ビタローニ・セブリングミラーを3Dプリンタによってコピーしてみました。試作した成果をご紹介いたします。
FFF (熱溶解積層方式)
原材料となる固形樹脂を熱で溶かしながらノズルから押し出し、積層しながら立体物を造形する方式。3Dプリンタとして最もポピュラー。略称は、 FFF (Fused Filament Fabrication)あるいはFDM(Fused Deposition Modeling)。
色、質感、物性などが異なる様々な樹脂を原材料に選択できる一方(以下ではABSを選択)、製法上、積層段差ができるため、表面は粗く(精度は低く)なりがち。
SLS (粉末焼結積層造形方式)
レーザーや放電で溶かした粉末樹脂や粉末金属を焼結して立体を成形する方法。Selective Laser Sintering の略称。FFF(FDM)と同じ積層成型であるものの、焼結により強度などの物性をより良くすることができます。
ナイロン樹脂を焼結
ナイロンとカーボンボールの混合材料。
治具など高精度高剛性が要求される場合に使用。
各種成型品の比較
左から
FFF-ASB:強度・見栄えはそれなり。FFF方式でも限定的な実使用は可能。
SLS-ナイロン:切削に最も負荷がかかる。耐摩耗性、衝撃加重への抵抗性が欲しい。
SLS-GB50:
オリジナル:
量産時、最適と思われる組み合わせ。
FFF-ASB:ボディパーツ
SLS-GB50:インナーパーツ
SLS-ナイロン:台座
DfAMの施工
DfAMとは、Design for Additive Manufacturing(付加製造のための設計)の略称。
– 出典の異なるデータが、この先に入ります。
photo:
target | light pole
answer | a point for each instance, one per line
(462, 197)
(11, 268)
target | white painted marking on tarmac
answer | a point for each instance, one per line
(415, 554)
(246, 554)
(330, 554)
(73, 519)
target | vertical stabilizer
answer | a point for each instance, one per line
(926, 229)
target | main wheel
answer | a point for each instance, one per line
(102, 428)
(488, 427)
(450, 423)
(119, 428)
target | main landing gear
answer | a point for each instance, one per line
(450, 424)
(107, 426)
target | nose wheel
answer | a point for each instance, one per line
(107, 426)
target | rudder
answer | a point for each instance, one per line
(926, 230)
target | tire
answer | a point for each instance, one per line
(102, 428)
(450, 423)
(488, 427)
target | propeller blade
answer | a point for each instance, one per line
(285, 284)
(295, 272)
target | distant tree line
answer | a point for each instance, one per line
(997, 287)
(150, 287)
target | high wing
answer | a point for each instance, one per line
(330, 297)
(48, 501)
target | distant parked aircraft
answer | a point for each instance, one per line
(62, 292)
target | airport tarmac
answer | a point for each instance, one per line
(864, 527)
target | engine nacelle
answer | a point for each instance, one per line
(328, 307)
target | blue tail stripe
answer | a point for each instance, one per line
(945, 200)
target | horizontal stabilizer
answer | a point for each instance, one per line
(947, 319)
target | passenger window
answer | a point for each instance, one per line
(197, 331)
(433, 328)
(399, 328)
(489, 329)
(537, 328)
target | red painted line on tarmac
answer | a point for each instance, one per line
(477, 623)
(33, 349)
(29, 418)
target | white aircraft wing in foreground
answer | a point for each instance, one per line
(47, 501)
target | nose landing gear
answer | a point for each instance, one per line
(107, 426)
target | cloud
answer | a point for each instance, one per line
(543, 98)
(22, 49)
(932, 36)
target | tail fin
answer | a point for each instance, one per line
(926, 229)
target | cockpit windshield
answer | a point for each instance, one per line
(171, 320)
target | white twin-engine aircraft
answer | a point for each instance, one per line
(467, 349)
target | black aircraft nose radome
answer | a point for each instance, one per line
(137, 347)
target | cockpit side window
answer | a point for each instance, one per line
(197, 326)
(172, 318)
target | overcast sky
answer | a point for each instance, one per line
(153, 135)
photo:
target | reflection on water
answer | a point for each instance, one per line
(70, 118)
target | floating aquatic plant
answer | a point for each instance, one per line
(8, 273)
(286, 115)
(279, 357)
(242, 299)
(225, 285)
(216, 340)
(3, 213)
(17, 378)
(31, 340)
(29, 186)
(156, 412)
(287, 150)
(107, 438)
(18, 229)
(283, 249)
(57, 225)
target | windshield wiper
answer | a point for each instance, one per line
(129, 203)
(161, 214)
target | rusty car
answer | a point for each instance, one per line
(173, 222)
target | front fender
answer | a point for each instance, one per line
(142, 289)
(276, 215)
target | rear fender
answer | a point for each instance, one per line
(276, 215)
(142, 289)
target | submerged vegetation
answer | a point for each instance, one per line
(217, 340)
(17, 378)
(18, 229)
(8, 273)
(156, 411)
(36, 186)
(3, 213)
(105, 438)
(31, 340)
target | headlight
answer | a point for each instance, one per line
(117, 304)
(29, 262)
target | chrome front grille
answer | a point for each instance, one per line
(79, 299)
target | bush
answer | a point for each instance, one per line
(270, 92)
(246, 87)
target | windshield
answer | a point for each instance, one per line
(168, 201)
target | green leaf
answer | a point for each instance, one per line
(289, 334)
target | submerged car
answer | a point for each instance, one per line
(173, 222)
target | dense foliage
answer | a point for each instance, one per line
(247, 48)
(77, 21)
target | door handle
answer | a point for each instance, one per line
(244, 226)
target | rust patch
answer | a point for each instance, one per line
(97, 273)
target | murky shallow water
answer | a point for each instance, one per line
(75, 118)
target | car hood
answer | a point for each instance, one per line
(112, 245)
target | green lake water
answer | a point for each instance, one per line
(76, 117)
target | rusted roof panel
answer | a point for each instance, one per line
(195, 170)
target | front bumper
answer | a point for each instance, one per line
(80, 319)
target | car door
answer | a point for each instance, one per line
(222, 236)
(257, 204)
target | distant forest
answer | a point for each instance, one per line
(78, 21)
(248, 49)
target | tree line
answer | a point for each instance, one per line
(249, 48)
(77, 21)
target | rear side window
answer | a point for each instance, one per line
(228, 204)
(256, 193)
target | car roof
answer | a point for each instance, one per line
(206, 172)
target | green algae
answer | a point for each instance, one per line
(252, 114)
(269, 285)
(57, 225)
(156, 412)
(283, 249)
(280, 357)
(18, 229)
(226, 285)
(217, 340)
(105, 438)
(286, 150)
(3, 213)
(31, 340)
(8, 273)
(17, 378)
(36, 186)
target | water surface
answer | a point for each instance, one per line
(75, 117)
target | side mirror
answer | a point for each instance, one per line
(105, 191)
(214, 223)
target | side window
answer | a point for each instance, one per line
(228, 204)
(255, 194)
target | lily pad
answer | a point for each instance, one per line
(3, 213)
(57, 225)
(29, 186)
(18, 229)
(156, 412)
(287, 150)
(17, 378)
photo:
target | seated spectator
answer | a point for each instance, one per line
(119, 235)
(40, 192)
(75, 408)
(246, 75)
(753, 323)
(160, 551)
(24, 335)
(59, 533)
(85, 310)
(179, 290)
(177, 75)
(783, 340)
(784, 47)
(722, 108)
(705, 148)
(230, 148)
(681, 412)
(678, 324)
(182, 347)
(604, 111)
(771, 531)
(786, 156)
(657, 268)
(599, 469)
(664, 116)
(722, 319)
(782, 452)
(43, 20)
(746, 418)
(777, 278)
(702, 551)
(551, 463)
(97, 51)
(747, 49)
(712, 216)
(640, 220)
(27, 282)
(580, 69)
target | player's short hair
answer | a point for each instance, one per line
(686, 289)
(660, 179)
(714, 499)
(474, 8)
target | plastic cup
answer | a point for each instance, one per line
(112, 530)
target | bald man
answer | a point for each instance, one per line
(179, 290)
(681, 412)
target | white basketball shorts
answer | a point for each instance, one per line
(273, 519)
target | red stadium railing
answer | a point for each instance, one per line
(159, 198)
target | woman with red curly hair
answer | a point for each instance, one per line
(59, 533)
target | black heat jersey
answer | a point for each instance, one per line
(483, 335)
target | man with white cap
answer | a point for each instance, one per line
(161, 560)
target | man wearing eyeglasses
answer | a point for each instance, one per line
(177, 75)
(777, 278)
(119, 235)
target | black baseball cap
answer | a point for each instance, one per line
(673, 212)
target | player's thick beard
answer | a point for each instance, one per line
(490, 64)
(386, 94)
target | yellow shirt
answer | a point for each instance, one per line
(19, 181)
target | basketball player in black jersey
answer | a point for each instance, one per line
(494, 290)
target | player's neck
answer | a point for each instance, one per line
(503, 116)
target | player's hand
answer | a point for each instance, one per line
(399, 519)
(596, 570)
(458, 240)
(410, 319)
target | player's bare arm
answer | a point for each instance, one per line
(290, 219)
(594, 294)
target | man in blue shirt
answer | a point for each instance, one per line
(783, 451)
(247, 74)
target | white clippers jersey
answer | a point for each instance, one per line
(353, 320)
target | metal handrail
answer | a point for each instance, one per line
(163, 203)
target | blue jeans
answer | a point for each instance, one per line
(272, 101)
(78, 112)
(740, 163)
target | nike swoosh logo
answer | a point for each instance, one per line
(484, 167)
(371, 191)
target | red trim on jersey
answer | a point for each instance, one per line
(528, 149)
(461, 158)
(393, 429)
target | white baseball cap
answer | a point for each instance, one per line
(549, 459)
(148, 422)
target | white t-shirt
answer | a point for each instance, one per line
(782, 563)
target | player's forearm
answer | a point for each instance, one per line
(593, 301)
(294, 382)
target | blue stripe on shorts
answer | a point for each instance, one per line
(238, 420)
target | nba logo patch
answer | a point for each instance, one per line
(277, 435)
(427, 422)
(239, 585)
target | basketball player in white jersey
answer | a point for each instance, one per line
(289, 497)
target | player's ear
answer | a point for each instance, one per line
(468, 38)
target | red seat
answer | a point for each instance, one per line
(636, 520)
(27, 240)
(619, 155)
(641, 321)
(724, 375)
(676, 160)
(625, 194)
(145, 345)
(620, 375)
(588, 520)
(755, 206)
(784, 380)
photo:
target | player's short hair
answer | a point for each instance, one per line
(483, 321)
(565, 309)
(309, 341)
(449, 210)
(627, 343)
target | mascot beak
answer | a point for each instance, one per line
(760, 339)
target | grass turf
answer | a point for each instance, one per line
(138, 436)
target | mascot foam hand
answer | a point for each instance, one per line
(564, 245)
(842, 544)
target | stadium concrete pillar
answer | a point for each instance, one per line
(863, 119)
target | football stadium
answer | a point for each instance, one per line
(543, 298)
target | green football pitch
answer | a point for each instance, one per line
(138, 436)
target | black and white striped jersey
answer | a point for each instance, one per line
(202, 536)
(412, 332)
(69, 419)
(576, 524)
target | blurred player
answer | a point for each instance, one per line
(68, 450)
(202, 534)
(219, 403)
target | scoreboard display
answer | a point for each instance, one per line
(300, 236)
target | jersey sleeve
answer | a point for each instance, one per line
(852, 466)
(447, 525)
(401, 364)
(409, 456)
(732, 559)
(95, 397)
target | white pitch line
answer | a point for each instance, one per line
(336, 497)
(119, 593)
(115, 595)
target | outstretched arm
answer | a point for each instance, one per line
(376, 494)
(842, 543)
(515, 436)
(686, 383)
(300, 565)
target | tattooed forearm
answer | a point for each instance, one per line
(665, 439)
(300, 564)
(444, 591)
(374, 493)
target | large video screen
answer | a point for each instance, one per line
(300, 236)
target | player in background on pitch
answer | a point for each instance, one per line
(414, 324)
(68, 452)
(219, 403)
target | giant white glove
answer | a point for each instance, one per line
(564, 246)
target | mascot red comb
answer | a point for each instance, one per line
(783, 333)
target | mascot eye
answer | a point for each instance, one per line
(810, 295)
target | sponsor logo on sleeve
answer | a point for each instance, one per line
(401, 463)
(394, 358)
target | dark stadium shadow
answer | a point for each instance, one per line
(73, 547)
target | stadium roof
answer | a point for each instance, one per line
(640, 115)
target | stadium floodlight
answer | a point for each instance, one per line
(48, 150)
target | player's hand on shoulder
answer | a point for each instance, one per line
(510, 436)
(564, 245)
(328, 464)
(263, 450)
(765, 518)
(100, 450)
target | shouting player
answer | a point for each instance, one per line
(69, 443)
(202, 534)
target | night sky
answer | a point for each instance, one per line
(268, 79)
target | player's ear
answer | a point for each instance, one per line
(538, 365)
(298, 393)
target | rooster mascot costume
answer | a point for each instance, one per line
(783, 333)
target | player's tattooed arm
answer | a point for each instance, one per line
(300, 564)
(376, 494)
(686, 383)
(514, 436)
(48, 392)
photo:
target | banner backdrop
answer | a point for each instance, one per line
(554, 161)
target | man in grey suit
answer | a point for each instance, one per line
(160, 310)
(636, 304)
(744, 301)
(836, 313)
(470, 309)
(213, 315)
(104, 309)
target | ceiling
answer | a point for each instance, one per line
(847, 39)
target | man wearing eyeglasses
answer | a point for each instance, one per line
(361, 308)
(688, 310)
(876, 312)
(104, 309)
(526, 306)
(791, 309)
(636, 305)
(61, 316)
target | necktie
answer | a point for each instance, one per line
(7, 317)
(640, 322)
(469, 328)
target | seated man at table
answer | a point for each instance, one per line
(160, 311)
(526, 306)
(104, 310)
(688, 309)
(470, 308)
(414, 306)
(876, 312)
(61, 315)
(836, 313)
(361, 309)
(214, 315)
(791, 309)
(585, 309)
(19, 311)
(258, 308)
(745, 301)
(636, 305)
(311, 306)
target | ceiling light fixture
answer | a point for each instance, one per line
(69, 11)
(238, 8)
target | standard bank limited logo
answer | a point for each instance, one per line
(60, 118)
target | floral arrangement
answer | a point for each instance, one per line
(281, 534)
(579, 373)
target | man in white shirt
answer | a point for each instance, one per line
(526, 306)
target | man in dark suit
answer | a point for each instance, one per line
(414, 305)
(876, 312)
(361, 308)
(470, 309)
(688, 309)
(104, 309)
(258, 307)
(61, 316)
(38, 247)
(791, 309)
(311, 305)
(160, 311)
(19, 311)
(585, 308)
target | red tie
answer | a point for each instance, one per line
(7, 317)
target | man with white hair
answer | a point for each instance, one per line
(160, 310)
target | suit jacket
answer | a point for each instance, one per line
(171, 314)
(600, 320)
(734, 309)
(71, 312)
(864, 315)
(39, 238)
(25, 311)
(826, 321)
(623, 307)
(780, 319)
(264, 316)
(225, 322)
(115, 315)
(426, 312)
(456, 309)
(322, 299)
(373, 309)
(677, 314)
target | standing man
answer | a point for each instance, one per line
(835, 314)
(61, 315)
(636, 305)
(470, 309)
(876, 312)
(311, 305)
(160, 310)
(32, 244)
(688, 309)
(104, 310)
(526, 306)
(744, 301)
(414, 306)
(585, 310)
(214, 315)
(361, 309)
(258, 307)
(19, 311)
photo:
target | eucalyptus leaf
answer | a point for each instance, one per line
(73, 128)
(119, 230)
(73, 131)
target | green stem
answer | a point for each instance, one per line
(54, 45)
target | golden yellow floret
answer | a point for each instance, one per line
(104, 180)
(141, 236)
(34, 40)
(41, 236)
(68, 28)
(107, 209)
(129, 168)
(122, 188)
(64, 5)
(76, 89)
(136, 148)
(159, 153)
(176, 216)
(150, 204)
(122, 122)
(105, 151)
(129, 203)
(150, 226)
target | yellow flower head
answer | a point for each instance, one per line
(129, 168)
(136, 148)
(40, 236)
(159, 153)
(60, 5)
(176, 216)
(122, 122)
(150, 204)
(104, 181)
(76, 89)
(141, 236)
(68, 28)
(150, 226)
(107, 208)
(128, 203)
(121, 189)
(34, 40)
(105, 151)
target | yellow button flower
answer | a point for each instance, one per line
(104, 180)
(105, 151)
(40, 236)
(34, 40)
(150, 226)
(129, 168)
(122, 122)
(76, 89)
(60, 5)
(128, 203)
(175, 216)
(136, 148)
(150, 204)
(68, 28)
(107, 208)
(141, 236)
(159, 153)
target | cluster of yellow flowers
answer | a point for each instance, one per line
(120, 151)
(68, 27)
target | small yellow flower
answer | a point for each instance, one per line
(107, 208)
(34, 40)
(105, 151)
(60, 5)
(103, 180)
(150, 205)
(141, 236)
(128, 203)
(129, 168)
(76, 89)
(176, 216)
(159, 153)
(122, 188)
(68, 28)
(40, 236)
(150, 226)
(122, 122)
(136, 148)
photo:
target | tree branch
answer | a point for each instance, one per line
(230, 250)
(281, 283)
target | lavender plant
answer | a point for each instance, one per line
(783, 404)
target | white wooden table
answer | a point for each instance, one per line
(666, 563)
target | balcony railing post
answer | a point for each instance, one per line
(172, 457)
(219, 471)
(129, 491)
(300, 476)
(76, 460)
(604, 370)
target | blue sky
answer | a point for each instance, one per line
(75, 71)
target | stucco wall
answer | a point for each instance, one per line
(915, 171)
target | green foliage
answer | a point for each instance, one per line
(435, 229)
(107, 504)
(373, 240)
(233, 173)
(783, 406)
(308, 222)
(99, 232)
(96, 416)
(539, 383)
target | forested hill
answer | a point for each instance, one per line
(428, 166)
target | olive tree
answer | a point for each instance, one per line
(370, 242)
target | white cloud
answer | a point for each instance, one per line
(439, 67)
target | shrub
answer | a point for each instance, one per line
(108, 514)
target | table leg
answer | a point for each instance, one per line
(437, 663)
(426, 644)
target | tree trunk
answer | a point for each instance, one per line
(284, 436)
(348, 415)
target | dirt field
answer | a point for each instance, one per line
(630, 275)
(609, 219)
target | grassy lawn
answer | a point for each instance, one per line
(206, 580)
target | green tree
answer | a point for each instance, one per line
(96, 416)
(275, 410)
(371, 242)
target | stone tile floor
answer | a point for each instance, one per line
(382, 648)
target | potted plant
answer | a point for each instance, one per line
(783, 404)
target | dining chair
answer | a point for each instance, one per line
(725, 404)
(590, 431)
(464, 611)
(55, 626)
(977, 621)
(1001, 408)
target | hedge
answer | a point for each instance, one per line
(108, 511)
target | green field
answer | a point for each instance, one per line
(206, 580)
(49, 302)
3Dプリンタによる生産物を最適化すべくオリジナルパーツから設計変更(肉厚、形状など)を加えています。
オマケ
「3Dプリンタならこのような形状でもイッパツで抜ける」という某社のサンプル。
3Dプリンタの「匠」が3Dプリンタで作った札入れ。3Dプリンタを知らない人なら、ふ~ん、といった程度の反応かもしれません。3Dプリンタをかじったことのある人なら、驚きの造形物なんだそうです。
コイン入れ。ヒダ同士が交互にはまり合って閉じるのですが、その精度管理が絶妙ゆえに成立する世界だそうです。